These days, you can take it with you, and pretty much have to. The Internet, that is. It’s a rare user of e-mail who can stand to be away from his in-box for more than a day or two at a time, and many cruise passengers love being able to share vacations with friends and relatives almost as they happen. Hotels unable to offer 24/7 Internet access for guests already are losing revenues to those that can. There will be over 1 trillion Net users in the world by 2005, including a substantial majority of cruisers.

In response to this trend, many lines are providing more convenient Net access for their guests. Europa offers 24-hour Internet access free in every stateroom. Silversea is phasing stateroom Internet access into all its ships. Several ships have added Internet cafes, where passengers can surf while they graze. Five years from now, expanded Internet access will be standard fare on nearly all cruise lines.

IBM’s Jerry Leeman points out that guests will also expect to be able to communicate through there PDA or cell phone to the on board ship customer information system. They will want to be able to check dinner reservations and plan activities anywhere aboard ship at any time. Cruise ships soon will require a “virtual concierge” to supplement their human staff.

The exponential growth of the Internet has one more implication for cruise operators, one that some cruise executives we have talked with are reluctant to accept.

The Internet is revolutionizing the travel industry. An estimated 93 percent of travelers with Internet access now seek travel information online—and according to The Unofficial Guided to Cruises 2003 the amount of travel information available through the Internet has grown by 1,000 percent in just two years. The Travel Industry Association of America says that 39 million travelers actually booked their trips over the Internet in 2002, up 25 percent from the previous year. Of those customers, 77 percent bought plane tickets, while 57 percent made hotel reservations and 37 percent booked rental cars.
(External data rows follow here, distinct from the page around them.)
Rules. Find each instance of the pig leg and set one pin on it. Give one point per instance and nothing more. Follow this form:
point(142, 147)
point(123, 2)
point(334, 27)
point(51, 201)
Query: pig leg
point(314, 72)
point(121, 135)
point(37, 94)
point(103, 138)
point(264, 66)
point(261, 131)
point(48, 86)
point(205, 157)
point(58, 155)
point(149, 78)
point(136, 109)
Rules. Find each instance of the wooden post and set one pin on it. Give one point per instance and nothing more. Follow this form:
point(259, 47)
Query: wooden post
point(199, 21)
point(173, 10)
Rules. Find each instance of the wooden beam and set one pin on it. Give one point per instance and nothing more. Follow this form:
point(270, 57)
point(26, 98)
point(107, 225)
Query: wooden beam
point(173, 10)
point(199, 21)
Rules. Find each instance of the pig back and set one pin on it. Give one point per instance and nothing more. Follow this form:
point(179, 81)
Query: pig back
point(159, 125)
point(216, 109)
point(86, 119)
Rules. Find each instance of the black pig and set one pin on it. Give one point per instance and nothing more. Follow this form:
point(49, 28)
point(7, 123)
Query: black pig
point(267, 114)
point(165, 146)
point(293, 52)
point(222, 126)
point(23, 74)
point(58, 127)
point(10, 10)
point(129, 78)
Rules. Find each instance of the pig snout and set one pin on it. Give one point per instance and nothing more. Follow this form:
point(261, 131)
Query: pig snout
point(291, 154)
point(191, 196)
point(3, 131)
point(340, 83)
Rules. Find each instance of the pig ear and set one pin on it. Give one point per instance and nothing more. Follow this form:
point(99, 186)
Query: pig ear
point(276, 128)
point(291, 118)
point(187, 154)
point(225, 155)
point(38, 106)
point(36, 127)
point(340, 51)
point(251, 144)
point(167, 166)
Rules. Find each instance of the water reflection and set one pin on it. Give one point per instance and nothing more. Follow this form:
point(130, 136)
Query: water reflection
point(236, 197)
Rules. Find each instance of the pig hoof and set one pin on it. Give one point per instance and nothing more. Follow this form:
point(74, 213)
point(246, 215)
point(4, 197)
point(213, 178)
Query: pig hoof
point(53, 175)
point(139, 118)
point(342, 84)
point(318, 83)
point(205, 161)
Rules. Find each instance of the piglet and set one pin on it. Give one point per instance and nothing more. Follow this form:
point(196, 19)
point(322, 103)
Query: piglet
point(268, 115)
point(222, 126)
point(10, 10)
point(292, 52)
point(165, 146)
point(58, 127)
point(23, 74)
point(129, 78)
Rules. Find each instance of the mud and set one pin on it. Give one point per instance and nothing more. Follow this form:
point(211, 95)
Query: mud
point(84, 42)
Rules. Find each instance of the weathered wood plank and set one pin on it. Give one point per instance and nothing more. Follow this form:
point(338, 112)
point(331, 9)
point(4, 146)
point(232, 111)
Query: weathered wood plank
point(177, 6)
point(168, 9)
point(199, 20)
This has had a big impact on some companies, especially in the airline market. Southwest Airlines reports that about 37 percent of its bookings are now made over the Internet. British Airways expected 50 percent of its bookings to arrive over the Internet this year. In Europe, about 90 percent of budget airline bookings now come through the Internet.

According to Forrester Research, the number of households arranging leisure travel online will grow by at least 32 percent through 2007. At that point, Internet bookings will be worth nearly $50 billion.

Thus far, the cruise industry has lagged well behind this trend. Some 95 percent of cruise bookings are made through travel agents, and many industry executives expect that to continue. In announcing the recent promotion of Carnival president Bob Dickinson to CEO, the company used the opportunity to stress his close relationship with and commitment to travel agents. (He does advise them to put in more time on weekends, when customer calls are five times more common than during the business week.) Princess executive Dean Brown declares in the newsletter Cruise Week that “Cruise lines booking direct is one of the most distracting things that a retailer can look at. Only 5 percent of the company’s business is booked direct, he adds, and travel agents provide at least one-fifth of new growth. Virtually every cruise line has a Web site, but many are little more than billboards designed to hone the corporate image.

It cannot last. Internet users are accustomed to the convenience of shopping online. They expect the companies they do business with to provide the information they need on the Net, where it can be browsed at will, 24/7. And as cyber-wary seniors begin to leave the market, they will be replaced by Net-savvy Gen-Xers and Dot-coms who have little patience with the stately pace of offline sales. The transition to Net-based marketing will largely bypass the luxury market, where customers prefer to have others do the tedious work of putting the travel package together. Two-earner families, those on a budget, and habitually informed consumers will take much more of the cruise shopping process into their own hands.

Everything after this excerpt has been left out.